Borrowing money is smart if getting a new loan can actually save you money. One common example of this is when you get a new personal loan to pay off high-interest credit card debt or payday loans. If you're paying 15% or more in interest and can get a new loan at 10% or less, you could save a considerable amount on the cost of repayment. 

Sometimes car dealers are also willing to give you a better price on a vehicle if you finance it than if you pay for it in cash. In this situation, you could take out an auto loan and pay it off within a few months in order to score the best deal on the vehicle. Just make sure there's no prepayment penalties if you know you want to pay the loan off early. 

2. When borrowing enables you to grow your net worth

Purchasing a new home, starting a business, buying an investment property, or furthering your education could all help to improve your net worth -- under the right circumstances. 

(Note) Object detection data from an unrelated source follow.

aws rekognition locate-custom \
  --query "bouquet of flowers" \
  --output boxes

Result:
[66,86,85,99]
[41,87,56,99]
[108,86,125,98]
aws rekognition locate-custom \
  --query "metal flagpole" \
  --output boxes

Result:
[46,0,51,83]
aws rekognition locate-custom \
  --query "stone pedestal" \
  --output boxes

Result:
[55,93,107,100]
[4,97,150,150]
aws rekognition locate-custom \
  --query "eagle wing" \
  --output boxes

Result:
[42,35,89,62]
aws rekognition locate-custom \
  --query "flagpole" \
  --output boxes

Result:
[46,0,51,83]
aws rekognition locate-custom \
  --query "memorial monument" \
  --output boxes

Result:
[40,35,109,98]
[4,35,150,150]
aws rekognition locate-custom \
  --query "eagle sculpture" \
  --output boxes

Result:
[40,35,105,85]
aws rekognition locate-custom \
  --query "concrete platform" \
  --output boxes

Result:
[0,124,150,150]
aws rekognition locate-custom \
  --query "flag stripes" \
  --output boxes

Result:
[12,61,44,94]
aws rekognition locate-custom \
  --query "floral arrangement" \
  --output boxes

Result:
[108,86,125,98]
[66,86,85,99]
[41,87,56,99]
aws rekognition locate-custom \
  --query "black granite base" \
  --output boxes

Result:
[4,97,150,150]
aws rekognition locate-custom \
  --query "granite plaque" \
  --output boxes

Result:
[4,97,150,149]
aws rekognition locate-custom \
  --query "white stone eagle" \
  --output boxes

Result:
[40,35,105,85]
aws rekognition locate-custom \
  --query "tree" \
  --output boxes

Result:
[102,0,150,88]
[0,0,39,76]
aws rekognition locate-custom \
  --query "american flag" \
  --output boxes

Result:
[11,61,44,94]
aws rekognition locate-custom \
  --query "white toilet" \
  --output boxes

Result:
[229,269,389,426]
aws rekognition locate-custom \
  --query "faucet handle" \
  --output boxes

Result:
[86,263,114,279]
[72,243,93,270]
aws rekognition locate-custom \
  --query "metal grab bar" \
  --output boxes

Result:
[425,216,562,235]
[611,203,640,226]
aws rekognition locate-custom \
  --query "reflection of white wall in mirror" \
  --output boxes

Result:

Unfortunately, most people can't afford to pay for homes, investment properties, new businesses, college degrees, or advanced degrees in cash. In these particular circumstances, taking out student loans, a mortgage, or a business loan may make sense.

You do need to carefully research the potential return-on-investment, though. If you're borrowing for a degree, make sure that it will actually help you to find a better paying job so you can make enough to pay off the loan and still come out ahead. If you're buying a home or investment property, you need to know you can afford the payments and should try to avoid buying when the real estate market is in a bubble and property values are likely to fall. And if you're starting a business, you want a clear plan towards profitability.

3. When there's an opportunity cost if you don't borrow

You need to compare the cost of borrowing with the opportunity costs of not borrowing to decide if it's a smart move to take out a loan or not. Consider the interest rate for the loan you'd be taking out versus what returns your money could earn from safe investments. And if you get benefits from the loan, such as tax-deductible interest on student loans or a mortgage, this should factor into your calculations as well. 

There may also be times when you could pay cash for something, but doing so would drain your reserves and make accomplishing other financial goals impossible. For example, if you could afford to buy a house in cash but you'd have to drain your 401(k) to do so, this would likely be a bad move.

Don't be afraid to borrow in every situation

As you can see, going into debt definitely makes sense under the right circumstances. You just need to be smart when evaluating whether you should take on a loan or not. If you make a careful assessment of the pros, cons, and opportunity costs associated both with borrowing and not borrowing, you can make the choice that's right for you.